The attention scalars that we just calculated act as weights, that decide how much of each value vector affect the \(sa_n\) output vector.
Continuing using the example sentence “The black cat is sleeping”, and using the hypothetical attention matrix, here is an imagined explanation for what the values represent, and what they combine into for all the \(sa_n\) vectors.

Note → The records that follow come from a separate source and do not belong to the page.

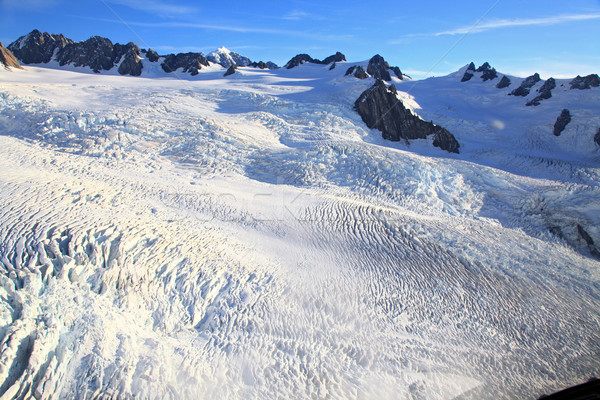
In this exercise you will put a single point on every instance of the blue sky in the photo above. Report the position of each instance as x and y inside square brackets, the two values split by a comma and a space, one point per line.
[554, 38]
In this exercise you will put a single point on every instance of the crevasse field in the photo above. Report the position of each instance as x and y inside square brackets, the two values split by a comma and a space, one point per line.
[249, 237]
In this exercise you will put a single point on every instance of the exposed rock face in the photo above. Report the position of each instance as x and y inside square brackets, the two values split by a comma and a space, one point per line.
[303, 58]
[7, 59]
[299, 60]
[97, 52]
[561, 122]
[488, 72]
[545, 92]
[230, 70]
[131, 63]
[357, 72]
[585, 82]
[526, 85]
[259, 64]
[445, 140]
[380, 108]
[397, 72]
[337, 57]
[378, 68]
[152, 55]
[37, 47]
[468, 73]
[504, 82]
[226, 58]
[190, 62]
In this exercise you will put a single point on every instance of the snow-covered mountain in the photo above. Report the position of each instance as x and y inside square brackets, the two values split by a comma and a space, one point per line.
[227, 58]
[100, 54]
[250, 237]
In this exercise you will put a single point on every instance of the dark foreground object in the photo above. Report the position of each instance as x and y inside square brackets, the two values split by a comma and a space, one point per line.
[586, 391]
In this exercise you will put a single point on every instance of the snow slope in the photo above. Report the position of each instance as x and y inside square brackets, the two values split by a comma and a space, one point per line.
[249, 237]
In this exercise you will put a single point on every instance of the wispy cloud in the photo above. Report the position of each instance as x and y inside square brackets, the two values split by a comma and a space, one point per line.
[222, 27]
[156, 7]
[498, 24]
[506, 23]
[35, 4]
[296, 15]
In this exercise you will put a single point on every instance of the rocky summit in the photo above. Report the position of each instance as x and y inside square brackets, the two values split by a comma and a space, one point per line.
[526, 85]
[7, 59]
[562, 121]
[380, 108]
[585, 82]
[545, 92]
[37, 47]
[189, 62]
[305, 58]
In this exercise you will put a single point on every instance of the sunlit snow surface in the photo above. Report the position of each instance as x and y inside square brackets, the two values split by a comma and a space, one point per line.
[249, 237]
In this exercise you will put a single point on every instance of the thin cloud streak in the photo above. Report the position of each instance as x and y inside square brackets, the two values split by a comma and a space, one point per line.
[227, 28]
[155, 7]
[505, 23]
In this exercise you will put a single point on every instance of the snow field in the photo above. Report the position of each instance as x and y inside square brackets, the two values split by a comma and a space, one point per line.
[252, 239]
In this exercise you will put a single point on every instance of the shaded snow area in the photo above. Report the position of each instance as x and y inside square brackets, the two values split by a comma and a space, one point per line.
[250, 237]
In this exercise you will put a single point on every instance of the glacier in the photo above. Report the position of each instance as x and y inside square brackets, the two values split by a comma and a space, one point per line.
[249, 237]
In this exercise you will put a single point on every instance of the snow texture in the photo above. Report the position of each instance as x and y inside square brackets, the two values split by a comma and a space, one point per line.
[169, 236]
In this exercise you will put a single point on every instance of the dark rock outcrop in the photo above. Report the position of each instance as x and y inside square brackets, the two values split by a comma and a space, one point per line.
[468, 73]
[445, 140]
[230, 70]
[97, 52]
[226, 58]
[337, 57]
[7, 59]
[37, 47]
[504, 82]
[488, 73]
[545, 92]
[152, 55]
[397, 72]
[585, 82]
[378, 68]
[357, 72]
[131, 63]
[561, 122]
[526, 85]
[304, 58]
[299, 60]
[190, 62]
[380, 108]
[259, 64]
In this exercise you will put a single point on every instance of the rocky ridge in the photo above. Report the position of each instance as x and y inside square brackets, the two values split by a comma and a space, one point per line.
[381, 109]
[7, 59]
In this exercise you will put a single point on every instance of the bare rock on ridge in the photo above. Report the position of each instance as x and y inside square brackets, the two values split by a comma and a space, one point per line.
[504, 82]
[381, 109]
[561, 122]
[8, 59]
[586, 82]
[190, 62]
[526, 85]
[545, 92]
[37, 47]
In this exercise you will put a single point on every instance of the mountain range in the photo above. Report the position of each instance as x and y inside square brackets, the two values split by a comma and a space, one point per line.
[214, 228]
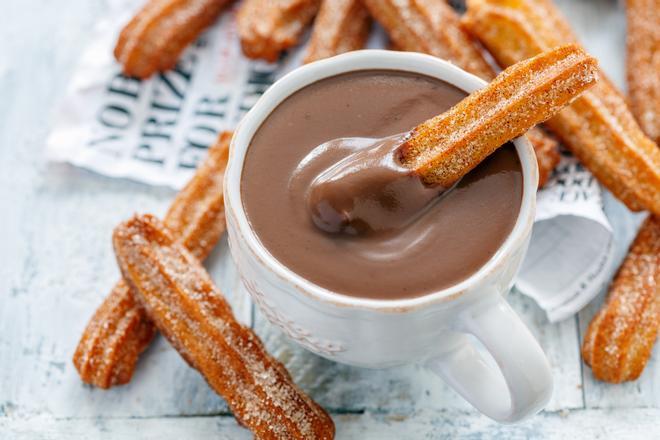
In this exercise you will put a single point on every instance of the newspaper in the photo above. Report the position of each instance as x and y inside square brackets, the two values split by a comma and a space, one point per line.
[156, 131]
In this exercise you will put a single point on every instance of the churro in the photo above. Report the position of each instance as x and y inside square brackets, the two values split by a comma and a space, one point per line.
[340, 26]
[267, 27]
[119, 330]
[643, 64]
[598, 127]
[193, 315]
[546, 149]
[433, 27]
[446, 147]
[154, 39]
[620, 337]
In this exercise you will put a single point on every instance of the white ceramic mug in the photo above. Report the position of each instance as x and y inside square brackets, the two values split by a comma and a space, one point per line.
[432, 329]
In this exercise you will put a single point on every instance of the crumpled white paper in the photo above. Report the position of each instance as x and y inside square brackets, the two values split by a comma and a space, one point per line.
[156, 131]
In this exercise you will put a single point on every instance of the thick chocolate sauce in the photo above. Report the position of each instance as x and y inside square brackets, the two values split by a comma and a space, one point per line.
[401, 239]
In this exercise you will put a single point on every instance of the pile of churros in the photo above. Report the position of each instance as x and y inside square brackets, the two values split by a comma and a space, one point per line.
[165, 287]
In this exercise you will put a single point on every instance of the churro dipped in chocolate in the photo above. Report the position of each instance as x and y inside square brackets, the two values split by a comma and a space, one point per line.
[403, 173]
[154, 39]
[180, 298]
[119, 330]
[598, 127]
[267, 27]
[340, 26]
[643, 64]
[620, 338]
[433, 27]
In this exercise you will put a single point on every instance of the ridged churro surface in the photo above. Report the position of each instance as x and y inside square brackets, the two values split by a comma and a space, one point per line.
[155, 37]
[445, 148]
[190, 311]
[341, 26]
[643, 64]
[267, 27]
[620, 338]
[598, 128]
[119, 330]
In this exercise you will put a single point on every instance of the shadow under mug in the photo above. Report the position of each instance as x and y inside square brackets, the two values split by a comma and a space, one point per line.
[438, 329]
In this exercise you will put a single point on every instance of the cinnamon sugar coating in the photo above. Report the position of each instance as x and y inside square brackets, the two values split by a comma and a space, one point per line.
[267, 27]
[643, 64]
[155, 37]
[446, 147]
[598, 127]
[193, 315]
[341, 26]
[119, 330]
[434, 28]
[620, 338]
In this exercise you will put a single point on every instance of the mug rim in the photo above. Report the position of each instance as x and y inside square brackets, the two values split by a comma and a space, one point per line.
[370, 59]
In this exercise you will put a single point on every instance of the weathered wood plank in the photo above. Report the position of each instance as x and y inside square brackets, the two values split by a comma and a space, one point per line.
[638, 424]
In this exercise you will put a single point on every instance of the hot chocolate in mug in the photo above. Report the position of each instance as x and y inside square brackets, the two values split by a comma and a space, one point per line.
[434, 329]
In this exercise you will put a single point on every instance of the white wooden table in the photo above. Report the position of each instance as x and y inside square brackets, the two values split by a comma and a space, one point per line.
[56, 263]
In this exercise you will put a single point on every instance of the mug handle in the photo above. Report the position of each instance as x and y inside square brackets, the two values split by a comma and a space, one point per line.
[520, 387]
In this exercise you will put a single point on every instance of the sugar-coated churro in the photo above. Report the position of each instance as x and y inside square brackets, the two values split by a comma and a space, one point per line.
[643, 64]
[433, 27]
[119, 330]
[620, 338]
[340, 26]
[154, 39]
[598, 127]
[267, 27]
[446, 147]
[180, 298]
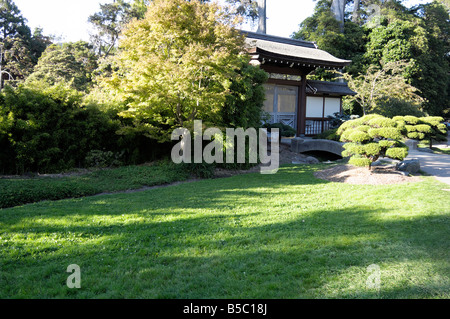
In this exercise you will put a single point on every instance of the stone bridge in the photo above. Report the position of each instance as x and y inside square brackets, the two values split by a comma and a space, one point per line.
[301, 145]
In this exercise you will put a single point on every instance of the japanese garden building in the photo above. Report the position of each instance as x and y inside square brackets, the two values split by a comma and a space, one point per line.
[290, 98]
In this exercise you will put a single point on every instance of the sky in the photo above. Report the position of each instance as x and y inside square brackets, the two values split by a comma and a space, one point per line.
[67, 19]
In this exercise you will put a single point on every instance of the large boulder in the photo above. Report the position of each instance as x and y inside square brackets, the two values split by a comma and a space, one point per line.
[409, 166]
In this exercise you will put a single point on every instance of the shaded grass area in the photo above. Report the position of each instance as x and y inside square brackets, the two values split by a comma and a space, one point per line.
[287, 235]
[19, 191]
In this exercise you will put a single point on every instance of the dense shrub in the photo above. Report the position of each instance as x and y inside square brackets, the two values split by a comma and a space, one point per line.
[371, 137]
[14, 192]
[422, 128]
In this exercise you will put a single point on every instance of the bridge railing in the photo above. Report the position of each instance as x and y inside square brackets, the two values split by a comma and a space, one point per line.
[316, 126]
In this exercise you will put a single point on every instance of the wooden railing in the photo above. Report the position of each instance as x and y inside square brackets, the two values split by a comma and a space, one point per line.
[316, 126]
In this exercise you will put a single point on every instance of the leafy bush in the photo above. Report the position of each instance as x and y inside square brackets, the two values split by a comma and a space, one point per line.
[372, 137]
[101, 159]
[44, 129]
[328, 135]
[285, 130]
[423, 128]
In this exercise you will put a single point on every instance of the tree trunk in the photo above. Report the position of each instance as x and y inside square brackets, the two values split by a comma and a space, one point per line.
[262, 14]
[355, 15]
[338, 8]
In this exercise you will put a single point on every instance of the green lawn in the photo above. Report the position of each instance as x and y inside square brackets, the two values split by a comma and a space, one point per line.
[287, 235]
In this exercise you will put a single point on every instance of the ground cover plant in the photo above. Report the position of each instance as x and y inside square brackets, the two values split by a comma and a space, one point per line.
[288, 235]
[22, 190]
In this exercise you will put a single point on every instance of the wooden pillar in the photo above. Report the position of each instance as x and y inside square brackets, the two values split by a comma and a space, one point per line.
[301, 110]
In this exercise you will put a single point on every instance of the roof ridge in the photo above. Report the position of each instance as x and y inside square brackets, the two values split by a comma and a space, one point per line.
[274, 38]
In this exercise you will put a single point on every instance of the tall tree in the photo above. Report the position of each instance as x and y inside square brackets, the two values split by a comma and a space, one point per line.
[176, 65]
[69, 62]
[19, 48]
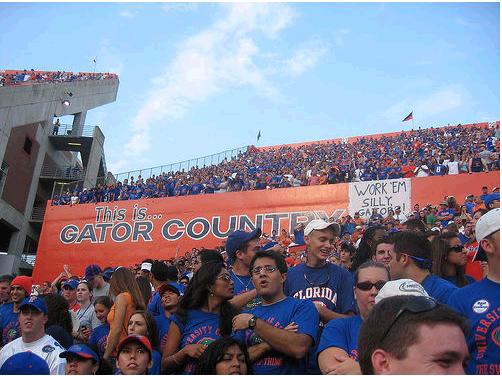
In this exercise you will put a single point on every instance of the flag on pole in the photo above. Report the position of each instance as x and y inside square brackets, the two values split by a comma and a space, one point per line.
[409, 117]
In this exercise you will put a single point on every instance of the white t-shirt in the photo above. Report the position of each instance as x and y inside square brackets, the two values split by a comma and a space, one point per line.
[46, 347]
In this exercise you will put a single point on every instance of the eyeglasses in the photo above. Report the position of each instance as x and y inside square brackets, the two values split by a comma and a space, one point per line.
[224, 277]
[267, 269]
[367, 285]
[417, 304]
[457, 248]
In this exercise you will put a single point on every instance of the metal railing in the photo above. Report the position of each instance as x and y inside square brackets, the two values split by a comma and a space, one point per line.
[38, 213]
[62, 172]
[209, 160]
[70, 130]
[4, 168]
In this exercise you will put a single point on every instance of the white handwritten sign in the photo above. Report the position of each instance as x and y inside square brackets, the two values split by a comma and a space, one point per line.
[380, 194]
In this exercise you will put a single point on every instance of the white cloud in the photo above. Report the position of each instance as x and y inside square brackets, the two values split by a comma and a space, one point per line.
[127, 13]
[305, 58]
[217, 59]
[437, 102]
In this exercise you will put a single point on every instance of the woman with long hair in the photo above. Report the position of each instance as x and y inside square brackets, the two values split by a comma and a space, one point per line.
[128, 299]
[142, 323]
[449, 258]
[99, 336]
[203, 315]
[59, 324]
[337, 351]
[225, 356]
[85, 314]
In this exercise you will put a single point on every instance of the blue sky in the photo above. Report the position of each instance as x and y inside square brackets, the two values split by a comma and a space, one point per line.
[200, 78]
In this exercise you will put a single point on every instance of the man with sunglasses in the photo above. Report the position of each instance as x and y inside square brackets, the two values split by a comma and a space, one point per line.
[411, 258]
[480, 301]
[328, 286]
[280, 331]
[412, 335]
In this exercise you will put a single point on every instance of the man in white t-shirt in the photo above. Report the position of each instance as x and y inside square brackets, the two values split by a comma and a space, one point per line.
[32, 319]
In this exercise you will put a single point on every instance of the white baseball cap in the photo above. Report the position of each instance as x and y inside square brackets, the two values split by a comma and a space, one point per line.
[400, 287]
[488, 224]
[319, 224]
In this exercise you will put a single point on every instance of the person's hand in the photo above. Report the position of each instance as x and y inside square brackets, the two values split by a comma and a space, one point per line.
[292, 327]
[194, 350]
[347, 366]
[241, 321]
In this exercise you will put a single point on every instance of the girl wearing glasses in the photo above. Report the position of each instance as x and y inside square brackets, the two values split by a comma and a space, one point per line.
[337, 351]
[203, 316]
[449, 258]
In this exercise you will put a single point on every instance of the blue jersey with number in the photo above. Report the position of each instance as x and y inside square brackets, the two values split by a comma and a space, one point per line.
[480, 303]
[342, 333]
[280, 315]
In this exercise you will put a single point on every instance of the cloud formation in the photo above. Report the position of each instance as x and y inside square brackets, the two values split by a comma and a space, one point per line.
[224, 56]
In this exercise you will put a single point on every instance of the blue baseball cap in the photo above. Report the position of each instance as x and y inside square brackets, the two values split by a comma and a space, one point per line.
[71, 283]
[25, 363]
[81, 351]
[35, 302]
[237, 239]
[92, 270]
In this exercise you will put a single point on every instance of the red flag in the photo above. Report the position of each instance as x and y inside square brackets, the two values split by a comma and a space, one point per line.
[409, 117]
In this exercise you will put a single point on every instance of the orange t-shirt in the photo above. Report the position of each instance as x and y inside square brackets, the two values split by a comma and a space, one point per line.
[130, 308]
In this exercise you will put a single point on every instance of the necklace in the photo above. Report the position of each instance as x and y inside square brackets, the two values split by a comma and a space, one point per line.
[246, 285]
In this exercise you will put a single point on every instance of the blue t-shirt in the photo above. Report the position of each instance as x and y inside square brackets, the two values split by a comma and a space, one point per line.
[280, 315]
[438, 288]
[243, 284]
[480, 303]
[330, 284]
[342, 333]
[99, 337]
[453, 280]
[163, 327]
[200, 327]
[9, 323]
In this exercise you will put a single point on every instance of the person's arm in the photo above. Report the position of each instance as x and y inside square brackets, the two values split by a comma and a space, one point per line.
[334, 360]
[239, 301]
[116, 325]
[172, 359]
[287, 342]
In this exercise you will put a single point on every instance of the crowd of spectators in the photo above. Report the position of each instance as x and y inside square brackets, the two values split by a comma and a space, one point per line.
[418, 153]
[29, 77]
[228, 310]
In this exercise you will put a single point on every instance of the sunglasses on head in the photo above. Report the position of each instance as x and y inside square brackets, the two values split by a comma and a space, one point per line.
[457, 248]
[367, 285]
[416, 304]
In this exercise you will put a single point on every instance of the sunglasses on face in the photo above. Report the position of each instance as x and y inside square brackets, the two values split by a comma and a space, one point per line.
[418, 304]
[457, 248]
[367, 285]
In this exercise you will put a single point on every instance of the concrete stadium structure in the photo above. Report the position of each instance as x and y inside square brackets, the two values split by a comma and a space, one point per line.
[35, 156]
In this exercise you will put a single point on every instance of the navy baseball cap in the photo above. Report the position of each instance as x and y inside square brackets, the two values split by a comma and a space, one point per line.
[25, 363]
[237, 239]
[35, 302]
[92, 270]
[81, 351]
[71, 283]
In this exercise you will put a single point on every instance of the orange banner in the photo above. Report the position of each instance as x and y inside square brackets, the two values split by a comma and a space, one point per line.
[126, 232]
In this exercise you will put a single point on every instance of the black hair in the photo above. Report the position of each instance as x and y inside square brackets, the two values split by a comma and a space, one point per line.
[277, 257]
[206, 364]
[197, 293]
[363, 253]
[371, 264]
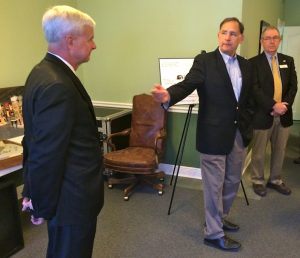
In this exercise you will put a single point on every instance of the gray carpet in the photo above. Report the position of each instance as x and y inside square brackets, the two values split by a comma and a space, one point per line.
[141, 228]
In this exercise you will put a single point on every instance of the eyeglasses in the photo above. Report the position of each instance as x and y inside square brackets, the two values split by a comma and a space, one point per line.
[230, 33]
[275, 38]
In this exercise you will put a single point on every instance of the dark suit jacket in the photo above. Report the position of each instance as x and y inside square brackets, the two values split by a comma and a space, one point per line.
[219, 113]
[62, 155]
[264, 89]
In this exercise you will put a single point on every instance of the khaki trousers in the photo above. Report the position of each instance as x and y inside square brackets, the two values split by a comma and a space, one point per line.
[221, 176]
[278, 136]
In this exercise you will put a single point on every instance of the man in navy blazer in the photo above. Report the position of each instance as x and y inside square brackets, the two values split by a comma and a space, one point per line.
[274, 114]
[223, 82]
[63, 181]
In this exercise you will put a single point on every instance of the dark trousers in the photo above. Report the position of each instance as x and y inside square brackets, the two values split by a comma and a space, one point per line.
[71, 241]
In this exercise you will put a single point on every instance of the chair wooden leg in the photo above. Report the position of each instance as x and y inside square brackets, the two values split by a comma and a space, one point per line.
[129, 189]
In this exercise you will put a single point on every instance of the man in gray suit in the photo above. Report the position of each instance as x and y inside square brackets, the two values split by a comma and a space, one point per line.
[223, 82]
[274, 114]
[63, 181]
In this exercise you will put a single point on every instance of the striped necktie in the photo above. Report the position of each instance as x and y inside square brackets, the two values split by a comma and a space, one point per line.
[277, 80]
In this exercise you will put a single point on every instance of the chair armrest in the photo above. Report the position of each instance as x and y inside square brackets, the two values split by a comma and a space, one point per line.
[125, 132]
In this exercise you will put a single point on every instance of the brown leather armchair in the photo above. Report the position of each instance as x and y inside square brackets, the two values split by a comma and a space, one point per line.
[138, 162]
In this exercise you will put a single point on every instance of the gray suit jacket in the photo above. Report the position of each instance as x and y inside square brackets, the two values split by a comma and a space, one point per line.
[264, 89]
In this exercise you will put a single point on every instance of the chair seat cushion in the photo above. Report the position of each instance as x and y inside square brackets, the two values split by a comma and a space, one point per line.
[132, 159]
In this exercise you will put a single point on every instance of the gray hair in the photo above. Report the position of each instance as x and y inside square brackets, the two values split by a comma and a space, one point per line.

\(sa_1\): “The” goes from an abstract embedding that contains the meaning of “subject marker”, to a more concrete meaning of “The cat”. The value matrix for \(m = 3\) which is “cat” is the highest, which encodes the meaning of “cat” into the \(sa_1\) vector. \(sa_2\): “black” goes from just the colour “black” to a more nuanced meaning, of “black (fur, breed of cat, etc)”, as “cat” pays the most attention to this token. \(sa_3\): “cat” goes from an embedding representing the concept of the average cat, to a “The (singular subject) black sleeping cat”, due the attention paid by all the other tokens. \(sa_4\): “is” goes from another abstract verb embedding, to a more nuanced embedding of “(animal) is (sleeping)” due to the attention paid by “cat” and “sleeping” . \(sa_5\): “sleeping” goes from a verb embedding more heavily weighted to humans (as thats the most common use of the word), to now representing cats sleeping, perhaps it has the added nuance of “purring” now too!
Transformer Architecture
WIP. I dont have a good enough intuitive explanation for why the transformer architecture is as it is.